The Cluster Editing problem (also referred to as the Correlation Clustering problem) is defined as follows:
Input: An undirected graph $G = (V, E)$.
Output: A set of edge modifications (addition or deletion) of minimum size that transforms $G$ into a cluster graph.
Recall that a cluster graph is a graph in which every connected component forms a clique; it is also characterized by the forbidden induced subgraph $P_3$ (a path on three vertices).
Example
In this example, one edge addition and two edge deletions transform the input graph into a cluster graph.
Background
Clustering plays an important role in modern society. Clustering is the task of partitioning instances into some number of groups (called clusters) such that instances in the same group are similar to one another. The Cluster Editing problem is one of the most natural ways to model clustering on graphs.
Cluster Editing is NP-hard but fixed parameter tractable (FPT) for the minimum solution size $k$. In fact, there is a simple $O(3^k \cdot (|V| + |E|))$-time branching algorithm.
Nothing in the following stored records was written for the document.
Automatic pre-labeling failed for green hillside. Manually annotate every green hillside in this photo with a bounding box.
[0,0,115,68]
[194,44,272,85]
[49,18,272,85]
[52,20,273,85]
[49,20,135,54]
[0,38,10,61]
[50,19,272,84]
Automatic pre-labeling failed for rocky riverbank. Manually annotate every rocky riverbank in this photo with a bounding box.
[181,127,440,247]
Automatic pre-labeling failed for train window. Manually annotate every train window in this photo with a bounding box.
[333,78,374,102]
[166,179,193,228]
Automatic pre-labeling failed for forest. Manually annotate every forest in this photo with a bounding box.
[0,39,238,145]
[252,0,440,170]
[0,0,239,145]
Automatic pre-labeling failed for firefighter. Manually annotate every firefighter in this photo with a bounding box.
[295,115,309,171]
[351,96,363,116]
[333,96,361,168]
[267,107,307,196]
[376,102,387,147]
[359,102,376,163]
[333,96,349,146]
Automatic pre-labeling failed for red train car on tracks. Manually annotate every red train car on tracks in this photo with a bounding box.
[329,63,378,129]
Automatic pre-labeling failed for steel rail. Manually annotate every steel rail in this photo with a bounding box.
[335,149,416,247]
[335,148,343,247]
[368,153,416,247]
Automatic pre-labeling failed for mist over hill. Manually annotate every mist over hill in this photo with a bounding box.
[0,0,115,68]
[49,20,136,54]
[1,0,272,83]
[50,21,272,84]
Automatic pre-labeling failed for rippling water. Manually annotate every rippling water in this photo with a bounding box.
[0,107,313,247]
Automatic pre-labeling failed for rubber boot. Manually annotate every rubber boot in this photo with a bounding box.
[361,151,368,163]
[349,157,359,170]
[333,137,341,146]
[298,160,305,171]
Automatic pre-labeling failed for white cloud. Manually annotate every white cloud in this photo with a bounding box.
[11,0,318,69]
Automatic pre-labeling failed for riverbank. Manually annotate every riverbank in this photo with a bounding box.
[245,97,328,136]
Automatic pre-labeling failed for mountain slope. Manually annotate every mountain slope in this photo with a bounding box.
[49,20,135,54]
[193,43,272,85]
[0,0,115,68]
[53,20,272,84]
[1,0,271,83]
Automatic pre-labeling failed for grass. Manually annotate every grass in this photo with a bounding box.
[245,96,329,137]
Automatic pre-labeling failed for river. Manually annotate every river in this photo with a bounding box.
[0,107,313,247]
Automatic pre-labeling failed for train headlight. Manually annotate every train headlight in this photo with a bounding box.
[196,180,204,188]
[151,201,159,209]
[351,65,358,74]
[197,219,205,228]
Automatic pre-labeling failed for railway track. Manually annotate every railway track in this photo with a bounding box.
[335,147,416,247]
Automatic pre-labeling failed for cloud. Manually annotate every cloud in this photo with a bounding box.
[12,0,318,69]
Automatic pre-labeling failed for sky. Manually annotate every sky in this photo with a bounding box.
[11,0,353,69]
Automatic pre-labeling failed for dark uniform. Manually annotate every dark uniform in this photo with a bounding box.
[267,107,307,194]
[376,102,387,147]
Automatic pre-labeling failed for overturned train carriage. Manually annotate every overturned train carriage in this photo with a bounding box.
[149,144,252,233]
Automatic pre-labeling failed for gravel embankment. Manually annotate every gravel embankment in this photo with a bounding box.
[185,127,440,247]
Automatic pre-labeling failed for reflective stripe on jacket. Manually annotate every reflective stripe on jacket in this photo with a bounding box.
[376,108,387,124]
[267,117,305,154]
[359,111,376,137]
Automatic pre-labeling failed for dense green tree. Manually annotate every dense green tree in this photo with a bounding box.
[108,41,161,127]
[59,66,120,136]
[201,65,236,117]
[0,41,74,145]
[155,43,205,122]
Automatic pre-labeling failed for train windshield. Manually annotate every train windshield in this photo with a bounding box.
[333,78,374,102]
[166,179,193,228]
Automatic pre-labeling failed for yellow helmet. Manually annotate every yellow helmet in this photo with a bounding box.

If there is an induced path $(u, v, w)$ on three vertices (which can be found in linear time), we branch into three cases: add an edge $uw$, delete the edge $uv$, or delete the edge $vw$.
Literature
- van Bevern, R., Froese, V. and Komusiewicz, C., 2018. Parameterizing edge modification problems above lower bounds. Theory of Computing Systems, 62(3), pp.739-770.
- Böcker, S., 2012. A golden ratio parameterized algorithm for cluster editing. Journal of Discrete Algorithms, 16, pp.79-89.
- Böcker, S. and Baumbach, J., 2013. Cluster editing. In Conference on Computability in Europe, pp. 33-44.
- Cao, Y. and Chen, J., 2012. Cluster editing: Kernelization based on edge cuts. Algorithmica, 64(1), pp.152-169.
- Fomin, F.V., Kratsch, S., Pilipczuk, M., Pilipczuk, M. and Villanger, Y., 2014. Tight bounds for parameterized complexity of cluster editing with a small number of clusters. Journal of Computer and System Sciences, 80(7), pp.1430-1447.